Donors pledge $5.7 billion support to Ghana in four years

Ghana’s development partners have pledged to scale up the level of support to the country from $1.2 billion to $1.4 billion annually over the next four years.

That will sum up to some $5.7 billion between 2007 and 2010, according to a communiqué issued on Wednesday at the end of the two- day Ghana Consultative Group Annual Partnership Meeting in Accra.

Kwadwo Baah-Wiredu, Finance and Economic Planning Minister and Mats Karlsson, the World Bank’s Country Director, jointly chaired the meeting, which brought together representatives of the development partners, Ministers, Members of Parliament, private sector and civil society.

The communiqué said the Government confirmed that spending on the Ghana Poverty Reduction Strategy Two (GPRS II) priority programmes from domestic sources was expected to reach at least $5.8 billion over the next three years.

The development partners expressed satisfaction with Ghana’s achievements related to poverty reduction and hope that the coming years would see even stronger progress in meeting the aspirations of the people.
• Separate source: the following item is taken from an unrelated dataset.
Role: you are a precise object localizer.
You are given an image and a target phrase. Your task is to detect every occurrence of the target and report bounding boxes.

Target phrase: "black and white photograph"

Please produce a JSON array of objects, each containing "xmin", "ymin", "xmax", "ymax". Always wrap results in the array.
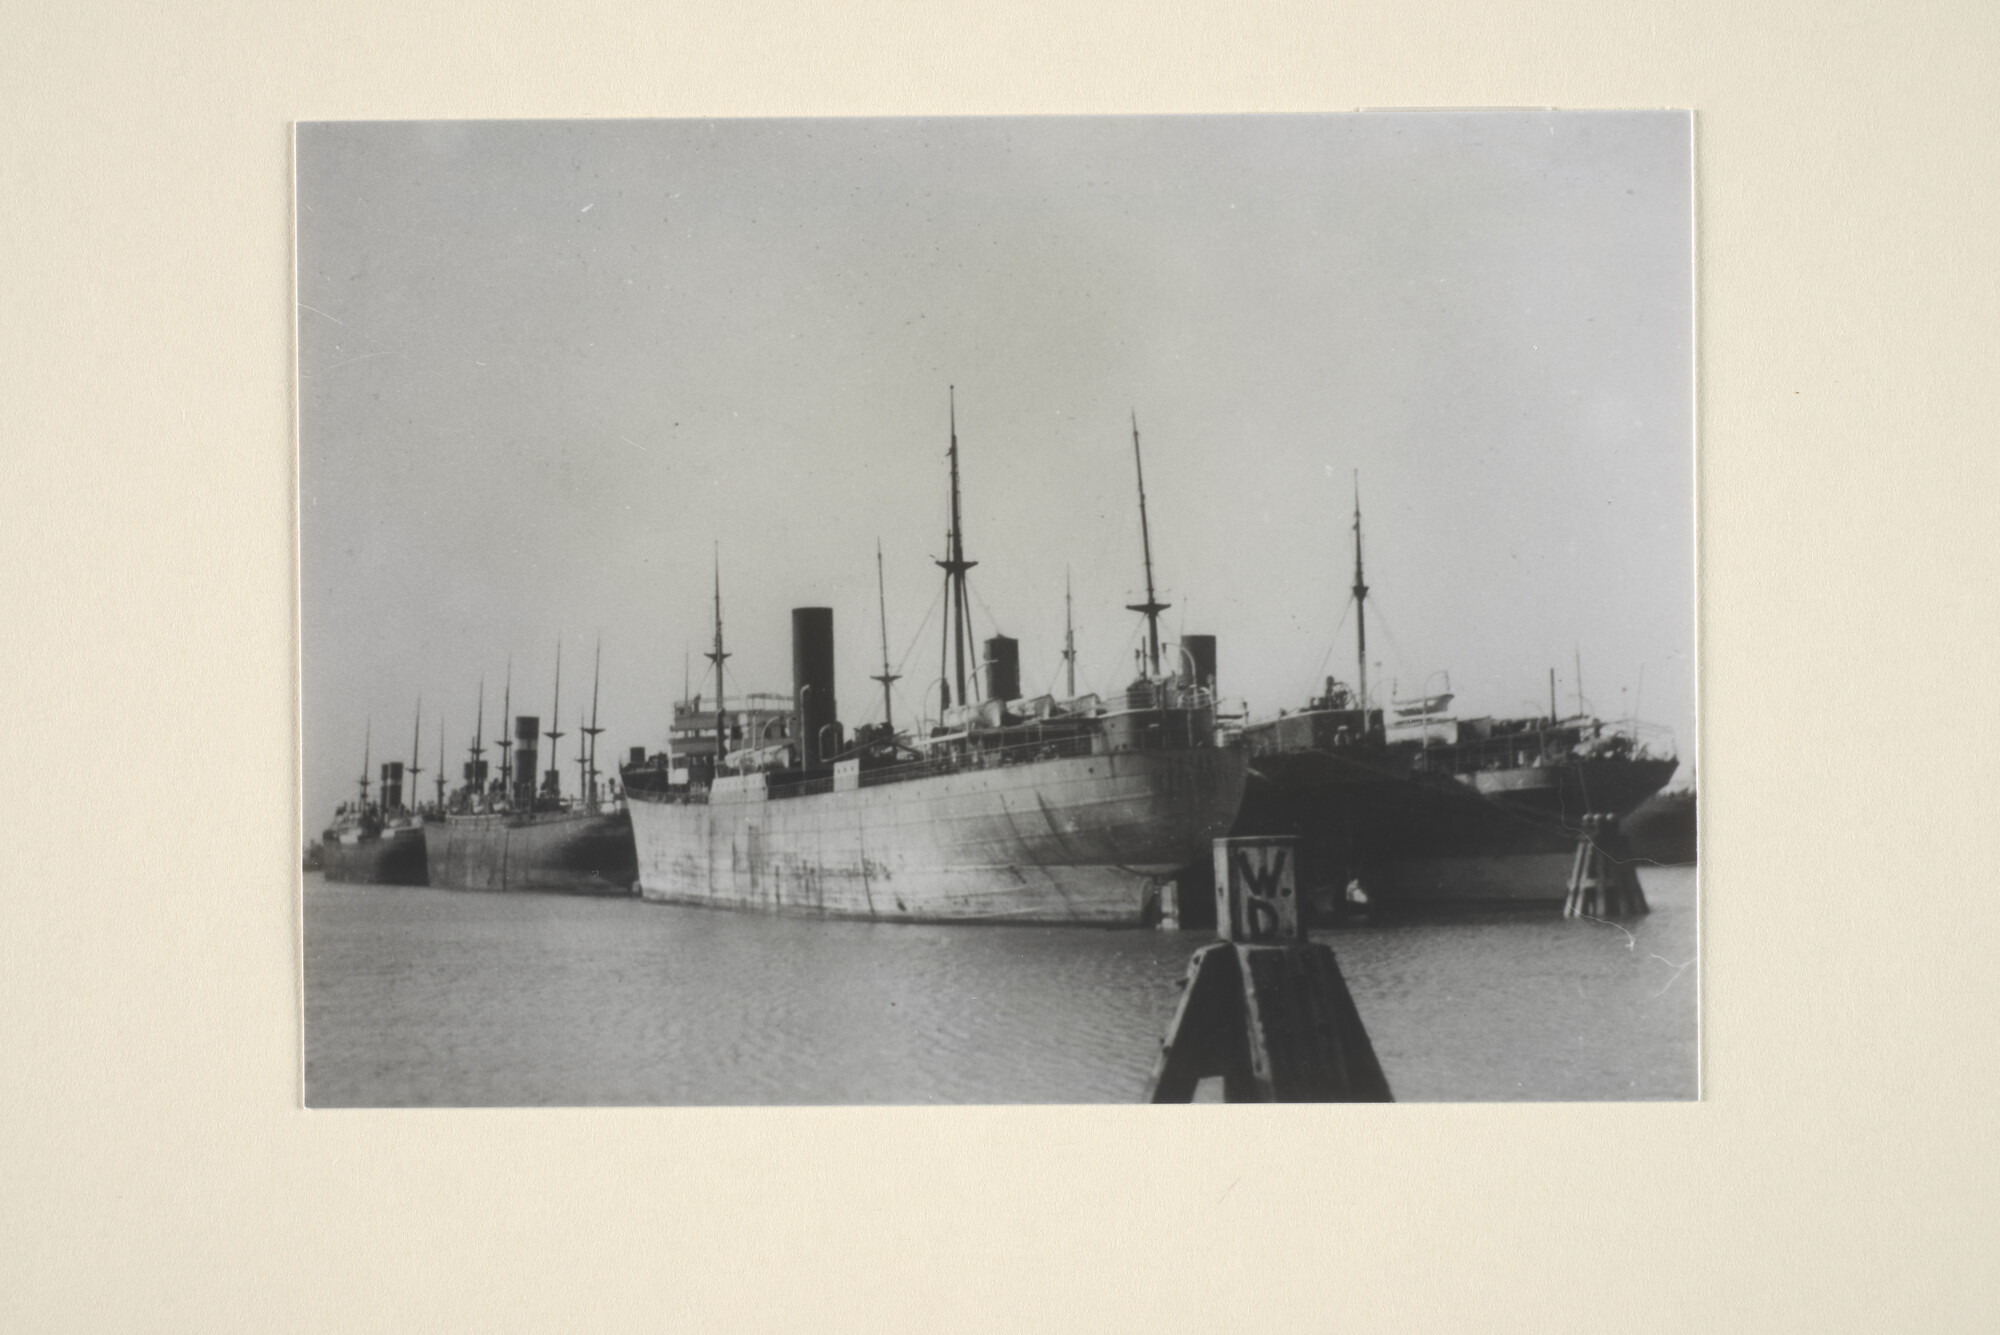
[{"xmin": 298, "ymin": 113, "xmax": 1696, "ymax": 1105}]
The partners, however, noted that significant challenges remained if Ghana was to consolidate its gains and further accelerate economic growth and these, they said, included closing the major infrastructure gaps especially in energy, water and sanitation and rural roads.

The Group would convene again in June 2008 to take stock of the evolving Ghana Partnership, it added.

In an earlier statement, President John Agyekum Kufuor had asked Ghana’s development partners to do more to support the drive towards attracting the needed business investment inflows to launch the country into the mainstream of the global market.

He noted that it was through a high inflow of profit-driven business investments that more job openings could be created to reduce poverty among the people.

Participants at the two-day meeting included representatives of the World Bank, International Monetary Fund (IMF), European Union (EU) and other development partners, Ministers of State, Members of Parliament (MPs), the private sector and civil society.

Their deliberations covered a broad range of issues, starting with constraints and opportunities for accelerating growth and poverty reduction, and progressing to a discussion of economic results achieved in 2006, resources available for development programmes and how effectively the aid partnership was working.

The meeting also examined the Government’s strategy for scaling up its achievements in line with the middle-income aspirations, the resources likely to be available over the next five years, initiatives to secure value for money and how partnership arrangements were evolving priority programmes and to reduce transaction costs.